Мне уже жаль быка. По законам сказок и романов Моэма ему следует умереть, чтоб не разочаровывать ежа на трибунах. И меня тоже. Веселым и умным Ларри всегда выгоднее погибать. Ты смотришь прямо перед собой, вздрагивая, когда нога матадора подворачивается в щиколотке или серая лошадь теряет зашоренный глаз и в ужасе бьет боком загородь. А твой любовник несдержан, он кричит, смеется и ругается. Капля его слюны падает тебе на колено. И все хлопают, машут руками. Плотный, невкусный запах пота ползет по рядам. Застревает в горле при вдохе.

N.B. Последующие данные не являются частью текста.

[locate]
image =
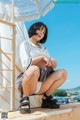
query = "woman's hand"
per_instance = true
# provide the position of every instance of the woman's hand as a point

Все действо сбилось к правому краю, отсюда виден загривок Ларри, украшенный цветными крюками бандерилий и коричневым кровяным пятном. У крови быка особый винный привкус. Наглухо забивающий все поры воздуха. Когда я прихожу домой и стягиваю майку, джинсы, этот же винный озноб поселяется в квартире и выветривается дня через три-четыре. Наверное, он так надежен потому, что смешивается со страхом тореро. Настоящим страхом смерти. А смерть тут повсюду.
На трибунах аплодируют ей сотни мертвых испанцев и испанок. Она сама сидит в толпе и бьет в ладоши. И вскоре к ней привыкаешь, как к духоте. Я поглядываю на тебя. Ты красива. Губы чуть примяты помадой, руки, полноватые в предплечьях. Желать тебя — мое хобби. Сидеть, плюща бедрами неслучившиеся прикосновения, покусывая ноготь левого указательного. Тореадор отходит от быка. Меняет мулету. Теперь она не рыжая.
Мультипликационно-алая. Берет тоненький длинный кинжал. И возвращается к Ларри. Мне становится интересно, что будет дальше.